Fuzziest of all is when a case reaches the United States Supreme Court, which is the ultimate arbiter of the Constitution, whose authors are long deceased and so they’re unavailable to answer the question: “what did you mean by that?”

Shortly after the 2020 election, President Trump’s legal team – as well as external supporters independent of the administration – filed a barrage of lawsuits to challenge the validity of the process, almost all of which were summarily dismissed by the courts. That many of the judges who refused to hear the case were Trump appointees led to two exaggerated conclusions: 1) that these were turncoats who had been bribed or otherwise cajoled by dastardly America-hating leftists to betray the president; and 2) that if even Trump’s own appointed judges disagreed with him, he really must be delusional and so his last day in office couldn’t have come a moment too soon. Both of these criticisms often stem from a failure to understand that courts won’t simply humor a claim that upon early investigation presents no credible evidence. For example, if A says that B punched him in the face and there are no witnesses, no marks on A’s face, and no other evidence to support A’s claim, a court will not simply say: “ok, let’s play this out and see what happens”; instead, it will most likely grant a defendant’s motion to dismiss on insufficient evidence.

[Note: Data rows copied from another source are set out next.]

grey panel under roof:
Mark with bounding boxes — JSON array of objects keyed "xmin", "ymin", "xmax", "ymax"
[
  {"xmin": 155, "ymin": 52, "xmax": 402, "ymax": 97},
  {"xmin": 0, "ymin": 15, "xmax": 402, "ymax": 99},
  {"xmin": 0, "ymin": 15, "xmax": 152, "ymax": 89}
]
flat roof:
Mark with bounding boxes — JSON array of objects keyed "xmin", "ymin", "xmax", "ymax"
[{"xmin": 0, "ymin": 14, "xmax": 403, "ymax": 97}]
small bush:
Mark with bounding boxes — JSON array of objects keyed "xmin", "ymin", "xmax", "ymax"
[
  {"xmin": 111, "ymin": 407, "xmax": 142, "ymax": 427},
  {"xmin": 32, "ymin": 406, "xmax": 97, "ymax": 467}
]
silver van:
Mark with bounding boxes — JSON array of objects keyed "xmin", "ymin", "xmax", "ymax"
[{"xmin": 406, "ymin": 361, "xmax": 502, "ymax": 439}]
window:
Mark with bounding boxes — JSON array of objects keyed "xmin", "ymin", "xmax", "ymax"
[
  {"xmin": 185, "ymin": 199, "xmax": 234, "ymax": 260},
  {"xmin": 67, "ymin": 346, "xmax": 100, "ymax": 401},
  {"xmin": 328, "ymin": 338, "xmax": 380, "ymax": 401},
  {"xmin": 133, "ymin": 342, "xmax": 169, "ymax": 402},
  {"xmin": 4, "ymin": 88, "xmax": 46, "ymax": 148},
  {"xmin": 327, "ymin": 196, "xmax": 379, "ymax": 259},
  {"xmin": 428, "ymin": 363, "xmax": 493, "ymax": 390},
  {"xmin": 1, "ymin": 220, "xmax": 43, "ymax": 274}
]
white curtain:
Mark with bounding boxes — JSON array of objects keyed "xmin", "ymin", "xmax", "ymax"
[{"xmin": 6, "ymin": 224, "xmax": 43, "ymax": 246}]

Similarly, that the courts threw out the Trump lawsuits doesn’t mean they were rooting against the incumbent to serve for another four years, but that they can’t pursue a complaint that is not at least backed by sufficient evidence (i.e., not merely rare instances of ‘dead people voting’). By the same token, just because a court throws out a case for lack of evidence doesn’t mean the claim is false. For all we know, B really may have punched A in the face when no one was around to see it.

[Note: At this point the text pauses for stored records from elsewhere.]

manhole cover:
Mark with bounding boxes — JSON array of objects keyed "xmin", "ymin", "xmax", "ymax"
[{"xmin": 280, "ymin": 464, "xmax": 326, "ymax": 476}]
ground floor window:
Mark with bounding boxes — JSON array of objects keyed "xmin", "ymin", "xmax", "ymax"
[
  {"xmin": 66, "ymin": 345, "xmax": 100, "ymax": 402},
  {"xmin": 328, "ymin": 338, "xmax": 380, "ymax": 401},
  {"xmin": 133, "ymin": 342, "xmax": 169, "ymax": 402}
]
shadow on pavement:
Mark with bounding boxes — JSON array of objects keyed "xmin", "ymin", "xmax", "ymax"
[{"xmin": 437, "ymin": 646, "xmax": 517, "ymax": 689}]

Even more recently, the judiciary came under attack following the Supreme Court’s ruling in Dobbs vs. Jackson, which overturned the landmark case Roe v. Wade and declared that abortion is not a constitutional right.

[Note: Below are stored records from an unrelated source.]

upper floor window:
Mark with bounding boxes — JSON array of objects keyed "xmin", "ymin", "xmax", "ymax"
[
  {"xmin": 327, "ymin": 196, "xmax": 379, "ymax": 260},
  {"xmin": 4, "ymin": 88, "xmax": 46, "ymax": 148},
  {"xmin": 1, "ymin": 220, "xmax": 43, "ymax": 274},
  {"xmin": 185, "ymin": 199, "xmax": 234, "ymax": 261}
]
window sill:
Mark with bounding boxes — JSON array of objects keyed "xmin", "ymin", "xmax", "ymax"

Here are some important factors to consider: first, the Supreme Court did not ‘ban abortion’; rather, it directed that the laws governing it be determined by each state. Second, if Congress decided to establish a federal law making abortion legal, it’s unthinkable that the Court would strike down such a statute, considering it overturned Roe because the Constitution is silent on abortion. Silence works both ways, after all.

Moreover, it’s important to note that in many other Western liberal democracies, abortions are legal but far more restrictive than even the reddest of our own states would be, and they’re legal because of laws passed by those nations’ respective legislatures; in other words, those countries’ courts never declared abortion to be a constitutional right there either. Essentially, the Dobbs court agreed with most of the nations around the world; it was Roe that was the aberration.

Americans are growing increasingly suspicious about the High Court’s motives, deeming it a hodgepodge of ideological hacks who’ve make up their minds ahead of time and simply need to justify their decisions by injecting oodles of highfalutin legalese into them. A closer read of each controversial case may yield a different perspective. Dobbs is 213 pages; how many of those stepping over one another to loudly voice their opinion will actually sit down and read it before they open their yaps?

But why strain one’s brain with nuance, when today’s media is happy to dole out comfort food by the bale: think Justice Sotomayor is a Marxist? Go to Feeding Trough #1. Justice Roberts is a sniveling RINO? Go to 2. Justice Thomas is a misogynist? Go over to 3.

Congress must be loving this: after decades of justifiable – with rare exception – single-digit approval ratings it earns no matter which party’s in charge, it finally has some company in the sewer. Except that for the most part, the judiciary doesn’t deserve it.